Curriculum would be the same for everyone, but students striving for honors designation would be held to a higher standard by the teacher, and ideally themselves, Cole said.

“Embedding, I’m very concerned about,” said parent Tommy VanCleave who has two kids in the NKSD Agate program for honor students. “It’s a rare teacher who can meet all students’ needs in one class. My biggest fear socially, is that (the honors students) will withdraw themselves.”

Prasch, a former English teacher, said she believes it is possible because she has seen it happen.

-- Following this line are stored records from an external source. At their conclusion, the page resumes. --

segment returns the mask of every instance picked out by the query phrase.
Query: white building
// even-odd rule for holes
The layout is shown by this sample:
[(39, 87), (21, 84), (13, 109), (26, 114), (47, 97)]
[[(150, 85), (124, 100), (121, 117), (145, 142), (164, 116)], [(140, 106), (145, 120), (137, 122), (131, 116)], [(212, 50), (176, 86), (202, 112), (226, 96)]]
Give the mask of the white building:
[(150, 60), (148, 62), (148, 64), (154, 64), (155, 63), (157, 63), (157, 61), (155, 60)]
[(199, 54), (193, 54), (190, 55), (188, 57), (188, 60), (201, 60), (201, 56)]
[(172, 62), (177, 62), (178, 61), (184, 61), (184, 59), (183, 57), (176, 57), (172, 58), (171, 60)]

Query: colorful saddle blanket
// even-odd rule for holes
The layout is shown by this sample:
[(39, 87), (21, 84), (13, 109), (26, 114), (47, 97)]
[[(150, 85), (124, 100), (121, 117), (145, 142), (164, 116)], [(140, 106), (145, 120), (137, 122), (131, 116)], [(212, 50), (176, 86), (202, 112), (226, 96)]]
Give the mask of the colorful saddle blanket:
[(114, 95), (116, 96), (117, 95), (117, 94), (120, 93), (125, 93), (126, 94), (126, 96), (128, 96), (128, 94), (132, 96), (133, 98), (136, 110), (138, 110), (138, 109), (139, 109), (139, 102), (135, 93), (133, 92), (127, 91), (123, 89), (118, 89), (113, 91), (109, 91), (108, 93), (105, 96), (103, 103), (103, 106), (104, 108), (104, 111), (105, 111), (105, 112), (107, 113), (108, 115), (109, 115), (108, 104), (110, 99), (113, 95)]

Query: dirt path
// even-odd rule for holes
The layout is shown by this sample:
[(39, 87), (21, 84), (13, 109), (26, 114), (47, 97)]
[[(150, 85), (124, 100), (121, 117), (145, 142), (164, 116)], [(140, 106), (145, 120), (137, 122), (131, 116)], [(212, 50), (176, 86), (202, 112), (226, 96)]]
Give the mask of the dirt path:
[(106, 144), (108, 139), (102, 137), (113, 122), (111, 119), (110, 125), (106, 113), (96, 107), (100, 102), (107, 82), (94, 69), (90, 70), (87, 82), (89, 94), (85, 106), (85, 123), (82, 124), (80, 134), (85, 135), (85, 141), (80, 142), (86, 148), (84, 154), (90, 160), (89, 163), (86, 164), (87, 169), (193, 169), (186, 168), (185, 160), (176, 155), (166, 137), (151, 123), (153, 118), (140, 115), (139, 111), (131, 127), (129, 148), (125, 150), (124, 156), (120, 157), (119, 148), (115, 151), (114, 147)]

“It’s going to take a lot of teacher training,” she said. That is scheduled to take place this summer. NKHS and KHS will enlist in an in-house, five-day AP training professional development seminar during the summer. Some teachers will also attend further training in Bellevue.

“The difference about an honors class, curriculum aside, those kids need each other,” said NKSD parent and teacher Debbie Jo Rock. “To be sprinkled out among the classes, you won’t have the synergy there that is when they are together.”

Cole quickly pointed out that synergy is possible in any classroom, and embedding honors into the regular class will make the opportunity available to as many students as possible.

She also said, with a hazy definition, honors classes haven’t been strikingly different from regular classes in the past.

“Traditionally, what’s made an honors class different is the novels they read,” Cole said.

“If they are in a class where the teacher is motivated and the kids are motivated, that’s the honors,” ninth-grade parent Steven Hostetter said.